Darkness could become a source of renewable energy
New developments in photovoltaic panels have led researchers to develop an evolution in photovoltaic cells to utilise both light and shadow, a reality of the application in the real world where light is usually more discontinuous.
A similar approach to energy generation looks towards harnessing ambient indoor light into energy via the development of organic solar cells by a joint Chinese and Swedish researchers.
So, how does the shadow effect work?
A series of SEG (shadow effect energy generator) cells are aligned on a transparent membrane in two layers – a thin gold film and a silicon substrate. When the entire surface is exposed to light or shaded light, a very weak current is generated.
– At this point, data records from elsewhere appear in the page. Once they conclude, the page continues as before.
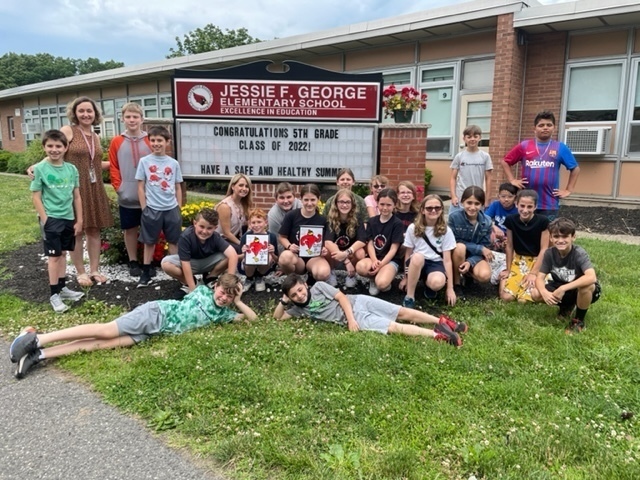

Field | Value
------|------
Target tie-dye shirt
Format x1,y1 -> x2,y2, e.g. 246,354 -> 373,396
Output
158,285 -> 238,333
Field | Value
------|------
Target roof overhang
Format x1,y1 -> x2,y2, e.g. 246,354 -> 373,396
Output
513,0 -> 640,34
0,0 -> 528,100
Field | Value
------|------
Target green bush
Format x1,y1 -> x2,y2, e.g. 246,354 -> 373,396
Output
0,150 -> 13,172
7,152 -> 33,175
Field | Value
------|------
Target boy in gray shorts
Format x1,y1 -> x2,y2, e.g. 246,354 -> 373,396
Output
161,208 -> 238,292
273,273 -> 468,347
9,273 -> 257,378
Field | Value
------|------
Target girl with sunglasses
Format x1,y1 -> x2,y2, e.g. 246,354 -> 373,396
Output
400,195 -> 456,308
356,188 -> 404,296
364,175 -> 389,218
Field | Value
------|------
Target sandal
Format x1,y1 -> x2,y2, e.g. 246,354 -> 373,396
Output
90,272 -> 109,284
76,273 -> 93,288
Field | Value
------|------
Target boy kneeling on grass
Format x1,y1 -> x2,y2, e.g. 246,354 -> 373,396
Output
536,217 -> 601,334
273,273 -> 468,347
9,273 -> 257,378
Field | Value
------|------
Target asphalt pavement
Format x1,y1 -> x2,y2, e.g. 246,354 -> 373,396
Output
0,339 -> 223,480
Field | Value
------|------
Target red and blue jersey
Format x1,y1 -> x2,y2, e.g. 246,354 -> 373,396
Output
504,139 -> 578,210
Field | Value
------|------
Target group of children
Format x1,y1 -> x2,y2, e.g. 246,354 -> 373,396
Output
17,108 -> 600,378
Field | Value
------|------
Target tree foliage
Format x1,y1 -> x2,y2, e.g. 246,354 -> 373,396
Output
0,52 -> 124,90
167,23 -> 262,58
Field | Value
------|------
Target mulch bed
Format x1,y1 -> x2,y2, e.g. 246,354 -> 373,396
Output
0,206 -> 640,310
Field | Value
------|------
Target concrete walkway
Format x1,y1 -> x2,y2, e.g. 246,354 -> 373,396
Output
0,339 -> 223,480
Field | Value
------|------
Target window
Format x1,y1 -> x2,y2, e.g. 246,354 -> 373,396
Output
420,65 -> 456,157
565,63 -> 622,122
629,60 -> 640,155
7,117 -> 16,140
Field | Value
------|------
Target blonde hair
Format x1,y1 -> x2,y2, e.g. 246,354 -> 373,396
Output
327,188 -> 358,238
413,194 -> 447,237
120,102 -> 144,117
227,173 -> 253,218
67,97 -> 102,125
216,272 -> 240,297
396,180 -> 420,213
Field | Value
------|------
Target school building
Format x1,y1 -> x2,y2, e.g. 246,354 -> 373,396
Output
0,0 -> 640,205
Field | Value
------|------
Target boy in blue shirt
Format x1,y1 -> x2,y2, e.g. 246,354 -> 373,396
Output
9,273 -> 257,378
161,208 -> 238,292
136,127 -> 182,288
29,130 -> 84,313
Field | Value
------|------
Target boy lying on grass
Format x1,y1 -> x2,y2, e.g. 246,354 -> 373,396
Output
9,273 -> 257,378
273,273 -> 468,347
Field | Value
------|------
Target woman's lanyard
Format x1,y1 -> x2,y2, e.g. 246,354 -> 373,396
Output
80,128 -> 96,183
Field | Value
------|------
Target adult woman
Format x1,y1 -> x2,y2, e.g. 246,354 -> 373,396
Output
216,173 -> 253,253
60,97 -> 113,287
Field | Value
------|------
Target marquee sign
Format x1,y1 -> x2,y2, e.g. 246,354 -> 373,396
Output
173,61 -> 382,183
177,120 -> 377,183
174,79 -> 380,121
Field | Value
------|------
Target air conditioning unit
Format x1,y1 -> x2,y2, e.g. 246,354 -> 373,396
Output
564,127 -> 611,155
20,123 -> 40,135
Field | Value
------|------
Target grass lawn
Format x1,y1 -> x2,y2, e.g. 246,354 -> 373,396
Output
0,176 -> 640,480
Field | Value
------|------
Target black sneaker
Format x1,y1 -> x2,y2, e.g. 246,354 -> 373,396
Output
439,314 -> 469,333
129,260 -> 142,277
433,323 -> 462,347
136,272 -> 153,288
9,327 -> 38,363
564,318 -> 586,335
15,350 -> 40,378
423,285 -> 438,300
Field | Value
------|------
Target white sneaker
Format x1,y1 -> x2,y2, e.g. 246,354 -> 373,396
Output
49,293 -> 71,313
60,287 -> 84,302
254,277 -> 267,292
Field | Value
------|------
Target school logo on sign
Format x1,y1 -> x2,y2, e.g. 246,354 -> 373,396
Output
187,85 -> 213,112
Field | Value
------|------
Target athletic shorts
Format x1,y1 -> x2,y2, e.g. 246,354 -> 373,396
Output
138,207 -> 182,245
353,295 -> 401,334
162,253 -> 227,275
118,207 -> 142,230
545,280 -> 602,309
504,253 -> 536,302
40,217 -> 76,257
116,302 -> 162,343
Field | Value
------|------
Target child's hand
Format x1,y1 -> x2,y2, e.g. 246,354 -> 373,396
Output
482,247 -> 493,262
233,283 -> 244,305
347,320 -> 360,332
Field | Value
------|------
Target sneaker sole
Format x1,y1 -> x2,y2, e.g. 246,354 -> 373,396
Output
9,327 -> 36,363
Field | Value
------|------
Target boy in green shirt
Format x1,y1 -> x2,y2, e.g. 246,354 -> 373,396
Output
9,273 -> 257,378
29,130 -> 84,313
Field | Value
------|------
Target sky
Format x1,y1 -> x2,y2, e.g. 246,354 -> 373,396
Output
0,0 -> 563,66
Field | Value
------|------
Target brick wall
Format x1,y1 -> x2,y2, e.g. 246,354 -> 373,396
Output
380,124 -> 429,199
489,14 -> 567,198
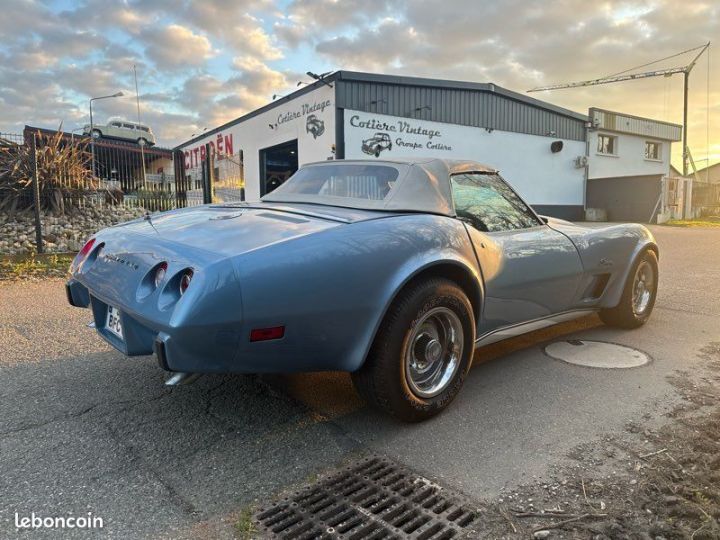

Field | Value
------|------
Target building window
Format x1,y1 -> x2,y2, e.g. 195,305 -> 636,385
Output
598,135 -> 617,156
645,141 -> 662,161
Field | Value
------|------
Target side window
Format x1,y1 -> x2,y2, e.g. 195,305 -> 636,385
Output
450,173 -> 540,232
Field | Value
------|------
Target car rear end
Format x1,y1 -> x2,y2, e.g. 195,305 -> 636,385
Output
67,217 -> 248,371
67,206 -> 352,372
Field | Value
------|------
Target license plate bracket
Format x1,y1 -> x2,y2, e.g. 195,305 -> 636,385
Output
105,306 -> 124,339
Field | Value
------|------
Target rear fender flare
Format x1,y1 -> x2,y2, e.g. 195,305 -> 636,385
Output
600,239 -> 660,308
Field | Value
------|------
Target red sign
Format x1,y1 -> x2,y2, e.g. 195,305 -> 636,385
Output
183,133 -> 234,170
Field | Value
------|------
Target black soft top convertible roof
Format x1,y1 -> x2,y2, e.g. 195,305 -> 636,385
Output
262,158 -> 497,216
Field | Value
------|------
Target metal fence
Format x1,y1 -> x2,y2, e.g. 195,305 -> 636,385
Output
692,182 -> 720,217
0,127 -> 214,253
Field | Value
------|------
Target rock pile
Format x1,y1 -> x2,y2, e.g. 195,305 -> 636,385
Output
0,205 -> 145,255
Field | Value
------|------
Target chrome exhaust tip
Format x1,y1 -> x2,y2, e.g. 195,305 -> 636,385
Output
165,371 -> 202,386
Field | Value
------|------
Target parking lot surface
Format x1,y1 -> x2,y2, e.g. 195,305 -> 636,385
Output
0,227 -> 720,538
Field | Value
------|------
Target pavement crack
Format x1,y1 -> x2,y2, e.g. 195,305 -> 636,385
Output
0,391 -> 171,437
105,424 -> 202,520
0,403 -> 102,437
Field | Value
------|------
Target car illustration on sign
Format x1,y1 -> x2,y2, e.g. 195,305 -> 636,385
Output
362,133 -> 392,157
305,114 -> 325,139
67,159 -> 658,421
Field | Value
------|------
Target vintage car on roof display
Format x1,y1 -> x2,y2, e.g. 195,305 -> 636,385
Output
67,159 -> 658,421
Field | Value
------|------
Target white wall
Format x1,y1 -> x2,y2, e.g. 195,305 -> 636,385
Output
344,110 -> 585,205
180,86 -> 335,201
588,130 -> 670,179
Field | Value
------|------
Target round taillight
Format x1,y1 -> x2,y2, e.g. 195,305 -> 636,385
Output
155,262 -> 167,289
180,270 -> 193,296
78,238 -> 95,259
70,238 -> 95,272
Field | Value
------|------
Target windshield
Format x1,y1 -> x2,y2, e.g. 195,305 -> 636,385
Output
264,164 -> 398,204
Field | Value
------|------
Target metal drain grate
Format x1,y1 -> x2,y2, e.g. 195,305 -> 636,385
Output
255,456 -> 478,540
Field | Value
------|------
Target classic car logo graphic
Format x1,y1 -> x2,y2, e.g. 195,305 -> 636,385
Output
305,114 -> 325,139
100,253 -> 138,270
362,133 -> 392,157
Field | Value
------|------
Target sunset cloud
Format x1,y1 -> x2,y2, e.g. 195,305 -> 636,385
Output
0,0 -> 720,167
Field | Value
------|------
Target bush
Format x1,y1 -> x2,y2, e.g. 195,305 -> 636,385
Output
0,130 -> 98,213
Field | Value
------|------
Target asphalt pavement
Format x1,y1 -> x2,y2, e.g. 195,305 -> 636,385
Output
0,226 -> 720,538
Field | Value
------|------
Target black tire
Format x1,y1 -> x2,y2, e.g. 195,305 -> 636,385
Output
352,278 -> 475,422
600,249 -> 659,329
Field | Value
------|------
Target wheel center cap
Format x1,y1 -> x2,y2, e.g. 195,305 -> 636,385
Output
425,339 -> 442,362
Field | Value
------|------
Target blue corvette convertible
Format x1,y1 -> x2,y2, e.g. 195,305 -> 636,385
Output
67,159 -> 658,421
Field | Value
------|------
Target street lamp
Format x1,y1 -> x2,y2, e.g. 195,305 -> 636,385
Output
90,92 -> 125,178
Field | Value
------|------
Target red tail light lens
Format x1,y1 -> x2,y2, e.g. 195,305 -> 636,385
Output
180,270 -> 193,296
250,326 -> 285,341
155,262 -> 167,289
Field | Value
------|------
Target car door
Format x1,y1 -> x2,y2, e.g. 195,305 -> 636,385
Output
450,173 -> 583,337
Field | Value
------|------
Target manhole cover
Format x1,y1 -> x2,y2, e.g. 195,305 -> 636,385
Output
545,339 -> 650,369
254,456 -> 478,540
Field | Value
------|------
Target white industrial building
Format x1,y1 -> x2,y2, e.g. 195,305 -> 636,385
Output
178,71 -> 678,221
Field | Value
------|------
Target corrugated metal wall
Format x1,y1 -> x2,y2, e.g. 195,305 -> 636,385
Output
336,80 -> 585,141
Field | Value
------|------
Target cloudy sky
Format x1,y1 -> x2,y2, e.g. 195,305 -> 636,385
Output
0,0 -> 720,166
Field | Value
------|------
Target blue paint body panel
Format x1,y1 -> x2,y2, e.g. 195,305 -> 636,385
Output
68,158 -> 657,373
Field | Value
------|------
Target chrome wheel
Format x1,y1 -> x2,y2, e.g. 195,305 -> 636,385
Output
405,307 -> 464,398
632,261 -> 655,316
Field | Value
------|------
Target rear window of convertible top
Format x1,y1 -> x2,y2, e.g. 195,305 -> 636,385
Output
282,165 -> 398,201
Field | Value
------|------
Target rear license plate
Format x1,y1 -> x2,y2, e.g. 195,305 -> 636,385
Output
105,306 -> 123,339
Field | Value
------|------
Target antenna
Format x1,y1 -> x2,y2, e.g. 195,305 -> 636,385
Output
528,41 -> 710,176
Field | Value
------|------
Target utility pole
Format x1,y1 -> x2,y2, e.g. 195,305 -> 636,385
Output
683,68 -> 692,176
90,92 -> 123,179
133,64 -> 147,188
528,41 -> 710,176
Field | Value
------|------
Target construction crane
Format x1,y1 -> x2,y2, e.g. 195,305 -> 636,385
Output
528,41 -> 710,176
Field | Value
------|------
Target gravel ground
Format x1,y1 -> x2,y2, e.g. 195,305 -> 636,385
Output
0,227 -> 720,539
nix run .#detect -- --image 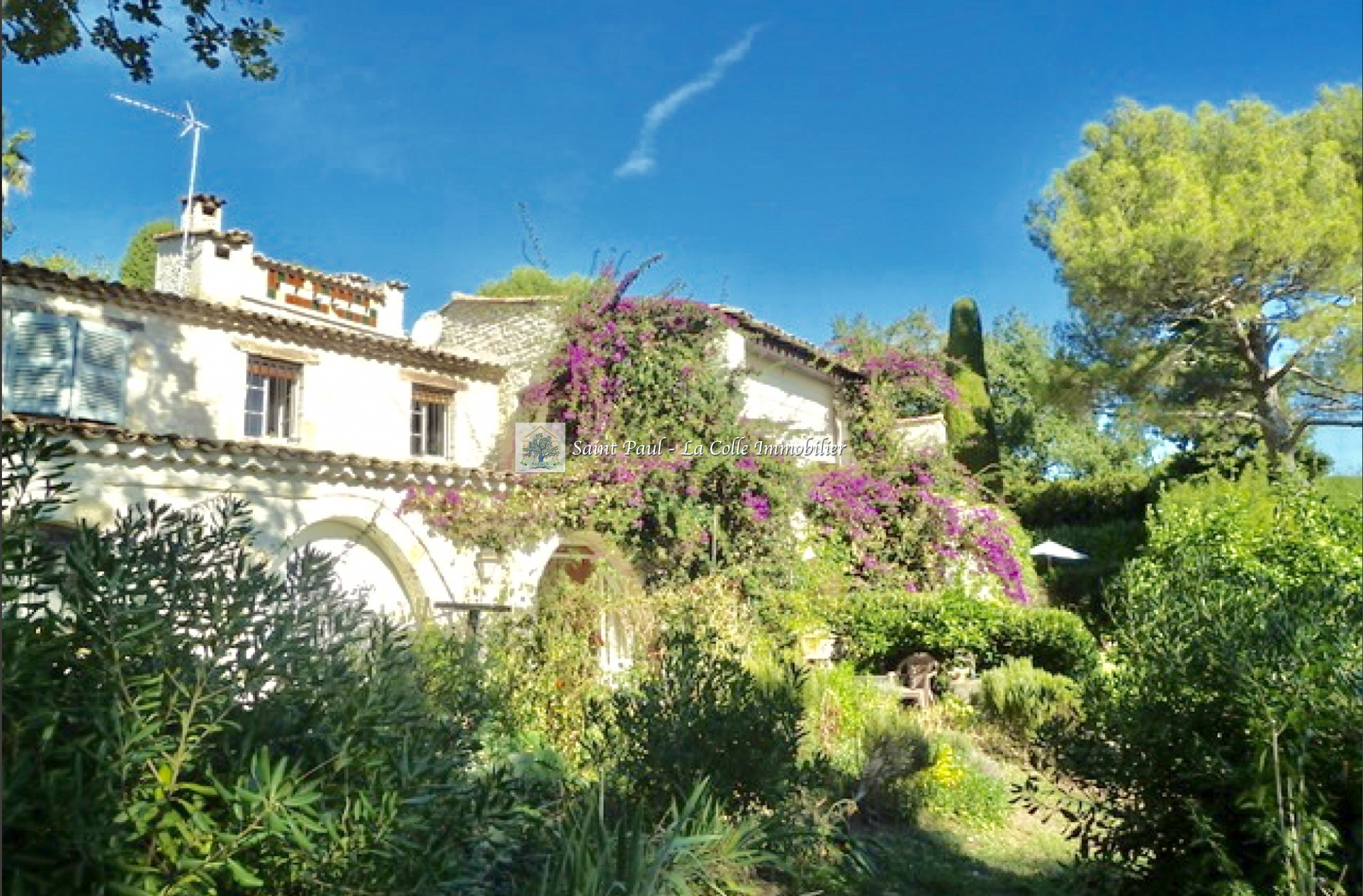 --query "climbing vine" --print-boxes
[406,263,1029,602]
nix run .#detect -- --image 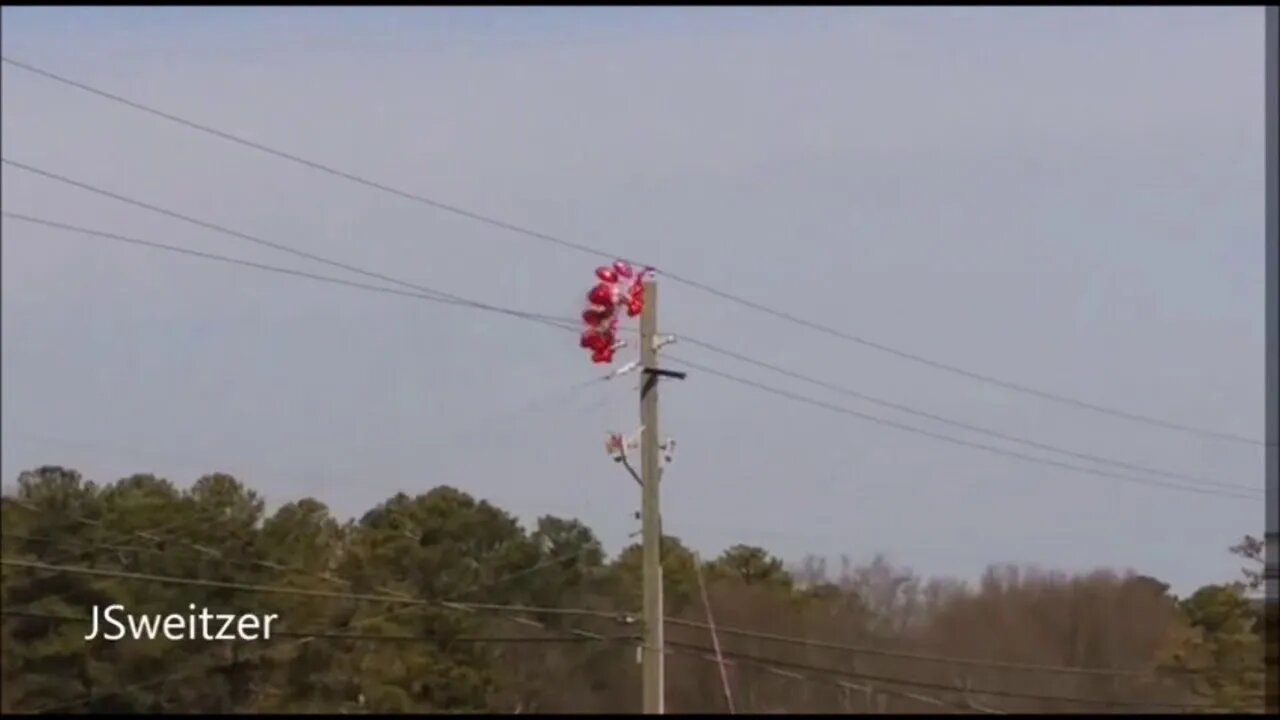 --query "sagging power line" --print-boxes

However, when these same cells are partially illuminated, a significant electrical current is produced. This turns the cells into both a generator of energy, and a collector. The conditions of lighting in the average house generates a 1.2V current – the sort of power used to generate a digital watch.
With general movement, power is generated. Ideal in the applications such as wearable tech and smart clothing. Further developments could incorporate this technology on a larger scale, enabling photovoltaic panels in the home.
With lower costs than that of a conventional silicon cell, this is a positive step towards harnessing the world we live in towards using more sustainable and intelligent technology.
It seems clear that there are many opportunities to leverage the world around us to collectively change the approach we have to energy generation. With many researchers shifting the power paradigm, it’s about time we move away from traditional harmful methods to something new.